Thirty-one QTL were identified i.e. 27 with the single-QTL model and four with the multi-QTL model and the average confidence interval was 5.9 cM. Only a few QTL were common with the previous study that used the same design but focused on the 260 more extreme animals that were genotyped with the 157 microsatellites only. Major differences were also found between results obtained with QTLMap and GridQTL.

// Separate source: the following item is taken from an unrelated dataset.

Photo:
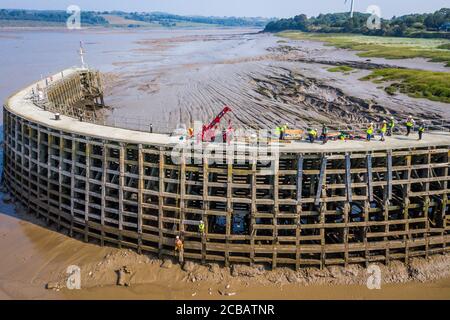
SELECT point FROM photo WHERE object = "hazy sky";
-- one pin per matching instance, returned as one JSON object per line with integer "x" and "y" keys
{"x": 265, "y": 8}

The medium-density SNP panel made it possible to genotype new regions of the chicken genome (including micro-chromosomes) that were involved in the genetic control of the traits investigated. This study also highlights the strong variations in QTL detection between different models and marker densities.
球虫病是一种主要的寄生虫病,给家禽养殖业造成了巨大的经济损失。其致病性导致受感染动物体重增长下降、出现病变,在最严重的情况下,甚至死亡。鸡对球虫病的抗性存在遗传可变性,如果能够利用这种天然抗性,就可以降低疾病的成本。此前,在法尤姆鸡与来航鸡的 F2 杂交中设计了一个方案,用于鉴定艾美耳球虫抗性的遗传调控。该设计中的 860 只 F2 动物被表型分析体重增加、血浆着色、血细胞比容水平、肠道病变评分和体温。在本报告中,这 860 只动物被 1393 个(157 个微卫星和 1236 个单核苷酸多态性(SNP)标记)的面板进行了基因型分析,这些标记覆盖了测序基因组(即 28 条第一染色体和 Z 染色体)。此外,为了找到一个能够解释与球虫病抗性相关的大量变异的指标,通过将所有这些性状的变量组合成一个单一变量,衍生出一个复合因子。通过 GridQTL 和 QTLMap 进行连锁分析进行 QTL 检测。应用了单 QTL 和多 QTL 模型。
鉴定出 31 个 QTL,即 27 个单 QTL 模型和 4 个多 QTL 模型,平均置信区间为 5.9cM。与使用相同设计但重点关注仅用 157 个微卫星进行基因分型的 260 只更极端动物的先前研究相比,只有少数 QTL 是共同的。与 QTLMap 和 GridQTL 获得的结果之间也存在显著差异。
中密度 SNP 面板使得对涉及所研究性状遗传控制的鸡基因组新区域(包括微染色体)进行基因分型成为可能。本研究还强调了不同模型和标记密度之间 QTL 检测的强烈变化。